On both occasions I quietly hung out in the back of the room watching the monks carefully build the mandala--sometimes a grain of sand at a time. I also got to watch the ceremony at the end of the creation of the mandala where the sand was swept up and washed away in a body of water.

Impermanence. It gets you every time.

Among the various pieces in gallery 280 I came across this Buddha by Gonkar Gyatso. It was one of those great moments with art--I got drawn into the piece and all the little adornments placed onto the Buddha. Those few moments seemed like an eternity and when I left I saw everything in a different way. I got to thinking of all the little (and big) experiences of our lives that get imprinted upon us and shape our understandings of what comes next. I also got to thinking about the form of what is beneath this surface of impressions.

What might be like to take water and a scrub brush to this Buddha (I wouldn't actually do this, of course, except within my own mind). Might it be possible to wash away these small adornments on the Buddha--these impressions of life--and reveal the true form of the statute? Might it be possible that we can wash away the impressions of life--like the monks wash away the sand mandala--and be left with something pure?

I frequently tell clients who are working through trauma something similar.
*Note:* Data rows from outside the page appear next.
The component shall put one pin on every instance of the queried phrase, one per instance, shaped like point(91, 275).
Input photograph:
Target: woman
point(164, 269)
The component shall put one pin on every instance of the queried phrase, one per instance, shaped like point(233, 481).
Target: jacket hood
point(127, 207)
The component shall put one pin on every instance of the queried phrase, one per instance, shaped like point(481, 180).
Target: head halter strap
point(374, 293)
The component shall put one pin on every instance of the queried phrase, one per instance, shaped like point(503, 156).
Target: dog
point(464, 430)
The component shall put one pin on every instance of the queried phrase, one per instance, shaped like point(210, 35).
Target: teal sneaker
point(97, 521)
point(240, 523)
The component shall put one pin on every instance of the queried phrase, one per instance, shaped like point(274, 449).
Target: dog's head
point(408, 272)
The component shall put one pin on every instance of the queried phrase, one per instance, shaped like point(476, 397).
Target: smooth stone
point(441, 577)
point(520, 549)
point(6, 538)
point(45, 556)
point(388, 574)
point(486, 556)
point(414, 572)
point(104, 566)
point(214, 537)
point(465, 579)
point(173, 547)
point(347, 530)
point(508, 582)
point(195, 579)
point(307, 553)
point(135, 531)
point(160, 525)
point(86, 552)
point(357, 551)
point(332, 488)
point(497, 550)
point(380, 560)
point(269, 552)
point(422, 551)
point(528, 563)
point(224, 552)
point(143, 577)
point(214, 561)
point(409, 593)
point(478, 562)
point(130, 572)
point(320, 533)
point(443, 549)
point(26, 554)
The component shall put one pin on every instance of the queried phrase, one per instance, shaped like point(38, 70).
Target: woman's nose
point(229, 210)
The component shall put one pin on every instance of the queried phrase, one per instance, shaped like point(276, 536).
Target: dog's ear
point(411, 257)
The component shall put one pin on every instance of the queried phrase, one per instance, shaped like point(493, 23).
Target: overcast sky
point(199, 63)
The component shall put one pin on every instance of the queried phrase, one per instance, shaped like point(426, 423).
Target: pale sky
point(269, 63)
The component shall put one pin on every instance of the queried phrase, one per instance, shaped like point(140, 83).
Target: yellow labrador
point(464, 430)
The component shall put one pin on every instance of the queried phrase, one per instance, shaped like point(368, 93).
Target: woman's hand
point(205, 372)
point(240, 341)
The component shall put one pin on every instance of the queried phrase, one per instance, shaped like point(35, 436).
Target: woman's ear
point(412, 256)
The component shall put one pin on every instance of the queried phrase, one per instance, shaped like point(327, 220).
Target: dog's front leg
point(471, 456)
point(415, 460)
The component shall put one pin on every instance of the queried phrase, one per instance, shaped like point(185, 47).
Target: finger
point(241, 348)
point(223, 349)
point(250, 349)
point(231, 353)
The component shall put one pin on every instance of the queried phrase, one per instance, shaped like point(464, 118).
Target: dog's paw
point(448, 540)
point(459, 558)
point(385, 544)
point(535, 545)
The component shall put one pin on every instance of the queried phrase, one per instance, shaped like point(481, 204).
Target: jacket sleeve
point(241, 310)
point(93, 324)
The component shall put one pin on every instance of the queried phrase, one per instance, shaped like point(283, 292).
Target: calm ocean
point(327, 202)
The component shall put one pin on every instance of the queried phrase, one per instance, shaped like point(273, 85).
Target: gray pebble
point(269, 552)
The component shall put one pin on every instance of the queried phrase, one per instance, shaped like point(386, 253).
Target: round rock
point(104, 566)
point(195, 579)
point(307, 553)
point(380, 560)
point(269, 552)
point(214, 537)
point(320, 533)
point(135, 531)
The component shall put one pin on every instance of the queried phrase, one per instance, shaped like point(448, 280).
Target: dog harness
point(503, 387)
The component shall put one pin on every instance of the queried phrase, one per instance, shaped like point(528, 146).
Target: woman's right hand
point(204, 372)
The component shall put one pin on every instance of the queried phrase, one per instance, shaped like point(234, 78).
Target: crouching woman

Trauma work, as I see it, is much like going to the doctor for wound debridement. Every bit of contaminant needs to be located and scrubbed out. I realize that for as many times as I've told a client this, I've never talked about what is left behind.

I'm not sure what would be left. That's probably why I've not thought to talk about it with a client. It's easy to think about what this Buddha would like like with all these impressions washed away. It's a lot harder to think about what people might look like. Maybe we'll figure it out if we ever get to Shambhala.

In the meantime, it's worth it to make a trip into Boston to spend some time with this Buddha. He has a lot to teach.